4-Bromo-Uhle's Ketone Ethylene Ketal (4f). Methylamine gas was introduced into a solution of 4e (18.9 g, 49.9 mmol) in CHCl₃ (300 mL) at 10-15 °C for about 3-4 h. The mixture was washed with water (100 mL) and brine (100 mL) and dried. The crude product was crystallized from diethyl ether (50 mL) to yield 13.04 g (88%) of 4f as a cream-colored solid. Mp: 120-122 °C.
4-Bromo-3,4-dihydro-1H-benzo[c,d]indol-5-one (4g; 4-Bromo-Uhle's Ketone). To a solution of 4f (22.0 g, 74.8 mmol) in acetone (610 mL) at 10-15 °C was added aq HCl solution (1 M, 110 mL). The mixture was stirred for 3 h while the temperature was allowed to warm to room temperature. The organic solvent was evaporated under reduced pressure (water bath: 30-35 °C). The precipitated product was filtered off and washed with water (2 x 75 mL) and ether (2 x 50 mL) to afford 18.0 g (97%) of 4g as a pale brown solid. (The product proved to be unstable at room temperature but it could be stored at -20 °C for a few months without any decomposition.) Mp: 119-122 °C.

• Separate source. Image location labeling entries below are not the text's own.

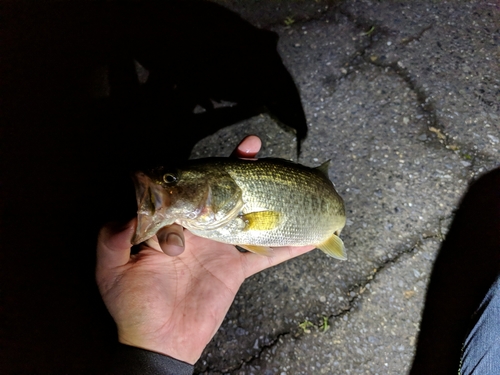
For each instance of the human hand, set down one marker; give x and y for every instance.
(175, 304)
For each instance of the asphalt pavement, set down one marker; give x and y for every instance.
(404, 98)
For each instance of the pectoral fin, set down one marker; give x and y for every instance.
(261, 250)
(261, 220)
(334, 247)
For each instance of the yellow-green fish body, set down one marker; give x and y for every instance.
(256, 204)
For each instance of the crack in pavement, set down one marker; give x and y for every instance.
(354, 296)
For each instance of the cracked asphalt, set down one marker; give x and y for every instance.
(404, 98)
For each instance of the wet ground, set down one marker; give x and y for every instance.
(402, 97)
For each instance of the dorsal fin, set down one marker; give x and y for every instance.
(323, 168)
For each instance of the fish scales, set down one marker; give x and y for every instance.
(291, 204)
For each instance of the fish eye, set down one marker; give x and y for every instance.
(169, 178)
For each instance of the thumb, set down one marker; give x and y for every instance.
(113, 246)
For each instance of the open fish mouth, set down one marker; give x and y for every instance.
(152, 203)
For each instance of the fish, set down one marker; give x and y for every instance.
(254, 204)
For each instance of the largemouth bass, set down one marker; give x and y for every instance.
(255, 204)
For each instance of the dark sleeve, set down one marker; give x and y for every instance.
(129, 360)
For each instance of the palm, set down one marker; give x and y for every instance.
(175, 304)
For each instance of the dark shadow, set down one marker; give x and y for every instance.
(75, 120)
(467, 265)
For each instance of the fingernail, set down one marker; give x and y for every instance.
(119, 226)
(175, 240)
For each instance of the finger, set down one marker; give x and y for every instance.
(248, 147)
(114, 244)
(256, 263)
(171, 239)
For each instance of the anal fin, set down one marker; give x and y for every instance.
(261, 250)
(334, 247)
(261, 220)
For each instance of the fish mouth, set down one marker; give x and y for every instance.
(152, 203)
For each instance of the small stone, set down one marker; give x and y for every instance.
(422, 137)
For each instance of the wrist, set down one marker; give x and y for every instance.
(178, 349)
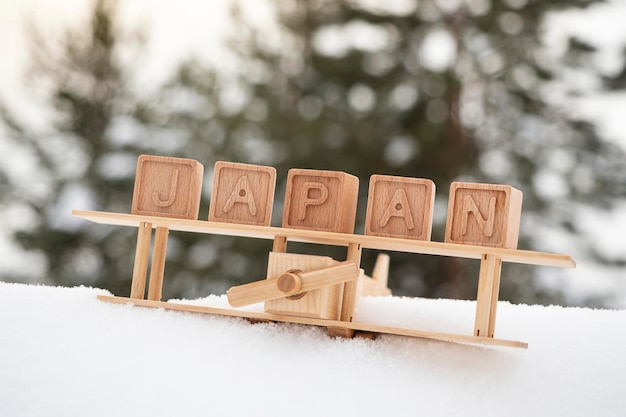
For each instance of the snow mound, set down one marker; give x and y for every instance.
(64, 353)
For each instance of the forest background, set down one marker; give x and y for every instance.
(518, 92)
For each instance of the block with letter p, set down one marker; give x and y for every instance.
(320, 200)
(168, 187)
(400, 207)
(484, 214)
(242, 193)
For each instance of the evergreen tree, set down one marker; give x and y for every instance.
(436, 89)
(446, 90)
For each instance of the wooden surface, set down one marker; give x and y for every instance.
(142, 256)
(166, 186)
(483, 214)
(487, 296)
(157, 269)
(242, 193)
(447, 337)
(320, 200)
(400, 207)
(269, 289)
(320, 303)
(350, 288)
(329, 238)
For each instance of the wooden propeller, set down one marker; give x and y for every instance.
(291, 283)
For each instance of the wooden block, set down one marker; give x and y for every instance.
(484, 214)
(168, 187)
(400, 207)
(320, 200)
(242, 193)
(324, 303)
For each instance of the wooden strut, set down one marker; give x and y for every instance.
(142, 256)
(488, 285)
(331, 325)
(487, 297)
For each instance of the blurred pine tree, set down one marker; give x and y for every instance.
(446, 90)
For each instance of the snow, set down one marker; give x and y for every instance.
(64, 353)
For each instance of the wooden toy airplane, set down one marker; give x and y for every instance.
(320, 208)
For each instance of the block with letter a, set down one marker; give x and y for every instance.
(242, 193)
(400, 207)
(484, 214)
(168, 187)
(320, 200)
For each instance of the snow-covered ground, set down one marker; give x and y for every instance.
(64, 353)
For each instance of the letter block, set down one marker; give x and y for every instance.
(168, 187)
(400, 207)
(242, 193)
(484, 214)
(320, 200)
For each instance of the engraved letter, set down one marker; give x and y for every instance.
(308, 199)
(486, 225)
(398, 207)
(241, 194)
(156, 199)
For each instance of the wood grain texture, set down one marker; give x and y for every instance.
(142, 256)
(269, 289)
(487, 296)
(157, 268)
(320, 303)
(483, 214)
(372, 328)
(242, 193)
(169, 187)
(400, 207)
(320, 200)
(329, 238)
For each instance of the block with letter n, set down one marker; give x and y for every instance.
(320, 200)
(400, 207)
(484, 214)
(242, 193)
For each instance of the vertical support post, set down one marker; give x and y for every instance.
(158, 264)
(280, 244)
(350, 288)
(142, 254)
(487, 297)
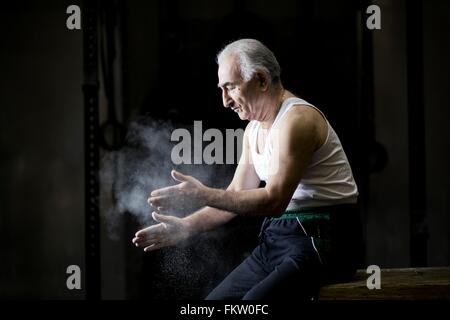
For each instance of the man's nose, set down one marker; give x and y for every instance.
(226, 99)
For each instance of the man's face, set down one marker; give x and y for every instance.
(240, 96)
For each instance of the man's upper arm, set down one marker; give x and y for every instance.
(245, 176)
(293, 146)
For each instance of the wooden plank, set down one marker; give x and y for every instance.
(396, 284)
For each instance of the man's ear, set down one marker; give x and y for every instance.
(263, 80)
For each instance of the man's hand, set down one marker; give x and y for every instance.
(168, 232)
(188, 194)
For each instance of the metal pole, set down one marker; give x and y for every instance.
(91, 149)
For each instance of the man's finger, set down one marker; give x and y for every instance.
(163, 218)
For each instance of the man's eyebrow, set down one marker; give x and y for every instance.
(221, 85)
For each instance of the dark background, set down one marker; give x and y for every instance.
(384, 91)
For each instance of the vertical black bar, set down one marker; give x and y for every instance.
(91, 149)
(365, 113)
(416, 134)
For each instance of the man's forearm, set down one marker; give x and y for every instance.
(253, 202)
(208, 218)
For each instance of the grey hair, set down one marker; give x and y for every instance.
(252, 56)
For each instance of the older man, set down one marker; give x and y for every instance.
(310, 231)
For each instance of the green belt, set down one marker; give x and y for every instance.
(304, 214)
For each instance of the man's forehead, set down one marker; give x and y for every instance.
(228, 71)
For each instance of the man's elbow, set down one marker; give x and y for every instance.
(275, 206)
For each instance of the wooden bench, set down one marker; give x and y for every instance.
(396, 284)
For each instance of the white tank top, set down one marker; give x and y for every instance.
(328, 180)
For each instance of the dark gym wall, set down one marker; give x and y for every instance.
(41, 132)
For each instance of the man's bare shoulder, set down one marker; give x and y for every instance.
(302, 123)
(301, 117)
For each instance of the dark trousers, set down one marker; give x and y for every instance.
(295, 258)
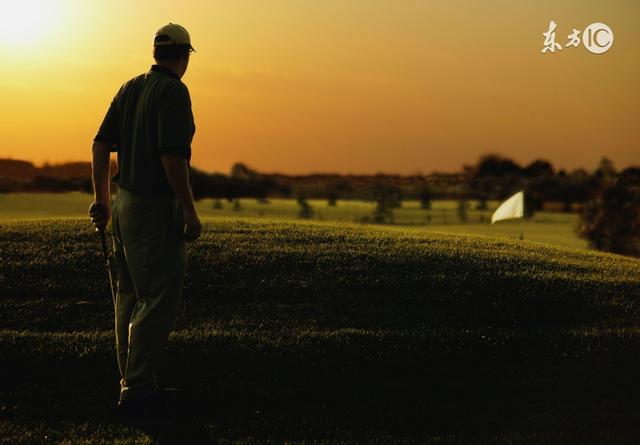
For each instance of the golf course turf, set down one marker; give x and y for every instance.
(332, 333)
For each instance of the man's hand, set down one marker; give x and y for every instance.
(193, 228)
(100, 214)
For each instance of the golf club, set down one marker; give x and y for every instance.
(105, 253)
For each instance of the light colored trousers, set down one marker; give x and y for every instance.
(151, 260)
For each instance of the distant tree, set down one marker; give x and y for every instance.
(306, 211)
(387, 197)
(241, 171)
(603, 175)
(496, 165)
(611, 222)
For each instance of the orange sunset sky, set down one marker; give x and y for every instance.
(398, 86)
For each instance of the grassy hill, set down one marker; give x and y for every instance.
(333, 333)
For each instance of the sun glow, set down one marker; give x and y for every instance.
(26, 23)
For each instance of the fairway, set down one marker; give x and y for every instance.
(333, 333)
(547, 227)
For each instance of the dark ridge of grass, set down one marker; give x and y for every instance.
(299, 384)
(365, 276)
(36, 432)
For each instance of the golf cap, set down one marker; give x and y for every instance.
(172, 34)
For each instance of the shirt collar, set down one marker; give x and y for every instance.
(163, 70)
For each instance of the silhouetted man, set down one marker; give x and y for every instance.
(150, 125)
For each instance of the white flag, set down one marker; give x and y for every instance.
(511, 208)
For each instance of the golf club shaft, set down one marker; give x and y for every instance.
(105, 252)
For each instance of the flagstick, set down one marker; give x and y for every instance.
(521, 230)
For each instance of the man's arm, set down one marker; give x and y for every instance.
(177, 172)
(100, 210)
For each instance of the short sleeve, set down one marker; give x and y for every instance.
(175, 121)
(109, 132)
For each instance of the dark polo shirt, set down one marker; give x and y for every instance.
(148, 117)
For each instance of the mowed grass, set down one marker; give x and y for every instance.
(332, 333)
(553, 228)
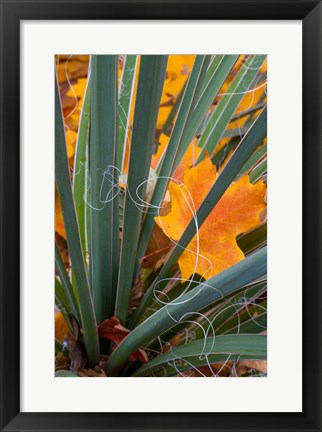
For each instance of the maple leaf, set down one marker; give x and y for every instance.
(113, 330)
(237, 211)
(188, 159)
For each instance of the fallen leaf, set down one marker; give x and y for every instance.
(237, 211)
(113, 330)
(188, 160)
(61, 327)
(97, 372)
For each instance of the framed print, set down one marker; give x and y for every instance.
(160, 215)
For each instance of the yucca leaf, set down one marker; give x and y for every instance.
(104, 241)
(80, 166)
(151, 79)
(225, 109)
(183, 133)
(248, 111)
(63, 183)
(65, 374)
(177, 367)
(223, 284)
(166, 129)
(247, 146)
(62, 304)
(66, 285)
(124, 104)
(253, 346)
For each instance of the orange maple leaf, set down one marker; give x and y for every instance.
(188, 159)
(215, 248)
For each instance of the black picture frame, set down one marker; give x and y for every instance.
(12, 12)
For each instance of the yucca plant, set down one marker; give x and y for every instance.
(166, 259)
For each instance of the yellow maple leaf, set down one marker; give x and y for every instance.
(214, 249)
(61, 327)
(188, 159)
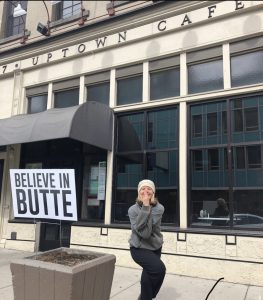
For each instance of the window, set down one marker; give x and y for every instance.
(213, 159)
(212, 123)
(246, 61)
(147, 147)
(240, 157)
(37, 104)
(99, 92)
(235, 178)
(129, 90)
(164, 78)
(254, 157)
(205, 70)
(66, 93)
(198, 160)
(98, 87)
(66, 9)
(197, 126)
(206, 76)
(36, 99)
(15, 25)
(66, 98)
(247, 68)
(129, 85)
(165, 84)
(251, 119)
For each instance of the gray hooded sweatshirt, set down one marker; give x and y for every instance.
(146, 226)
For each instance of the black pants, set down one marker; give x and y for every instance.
(153, 271)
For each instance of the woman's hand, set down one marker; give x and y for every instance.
(146, 199)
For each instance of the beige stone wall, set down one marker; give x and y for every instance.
(200, 255)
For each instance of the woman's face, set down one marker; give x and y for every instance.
(146, 191)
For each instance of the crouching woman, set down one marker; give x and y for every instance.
(146, 239)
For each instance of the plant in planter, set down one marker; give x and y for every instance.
(63, 274)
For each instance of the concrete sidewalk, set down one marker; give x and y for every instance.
(126, 285)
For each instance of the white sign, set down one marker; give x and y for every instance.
(44, 193)
(101, 180)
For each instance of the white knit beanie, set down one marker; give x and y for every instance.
(146, 182)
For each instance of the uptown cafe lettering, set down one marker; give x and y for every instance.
(120, 37)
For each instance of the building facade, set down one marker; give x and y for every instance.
(166, 90)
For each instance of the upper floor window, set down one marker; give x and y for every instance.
(247, 62)
(129, 85)
(205, 70)
(164, 78)
(36, 99)
(14, 25)
(66, 93)
(98, 87)
(66, 9)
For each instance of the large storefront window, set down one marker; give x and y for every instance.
(226, 165)
(147, 147)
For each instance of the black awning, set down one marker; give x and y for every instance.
(91, 123)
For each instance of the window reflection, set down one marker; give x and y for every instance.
(147, 147)
(211, 170)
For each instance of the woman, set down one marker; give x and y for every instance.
(146, 239)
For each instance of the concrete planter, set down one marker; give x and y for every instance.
(39, 280)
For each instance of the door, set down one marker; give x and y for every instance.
(1, 176)
(1, 183)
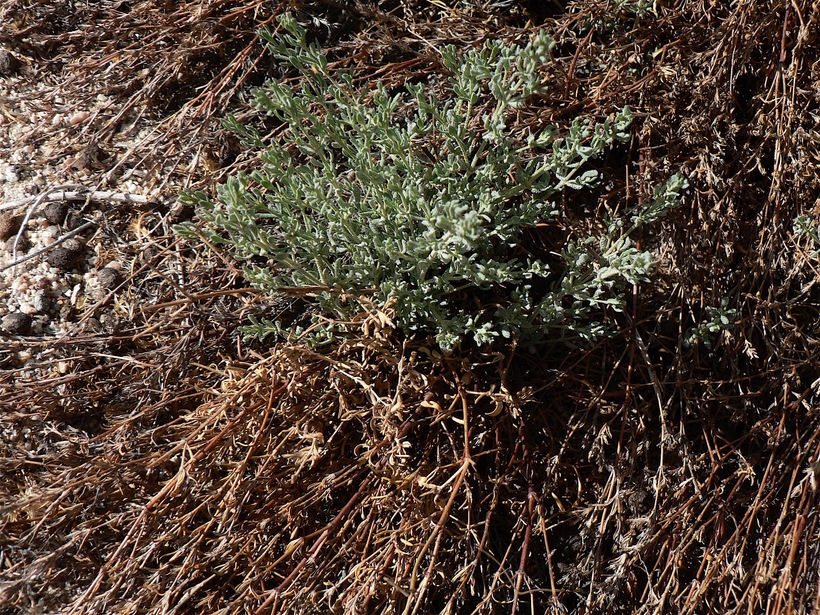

N-Piv-4-[N-methyl-N-acetonyl(2',2'-ethylenedioxy)]amino-3,4-dihydro-1H-benzo[c,d]indol-5-one: Alkylation of 5 with 4d (6a). To a solution of 4d (1.12 g, 3.35 mmol) in dry toluene (35 mL) was added amine 5 (1.1 g, 8.3 mmol) in toluene (3.5 mL) at room temperature and the solution was stirred for 48 h. The precipitate formed was filtered off and washed with toluene and the combined filtrate was evaporated in vacuo. Purification by chromatography (eluent: EtOAc/hexane, 2:1) afforded 6a (0.43 g, 35%) as a colorless oil.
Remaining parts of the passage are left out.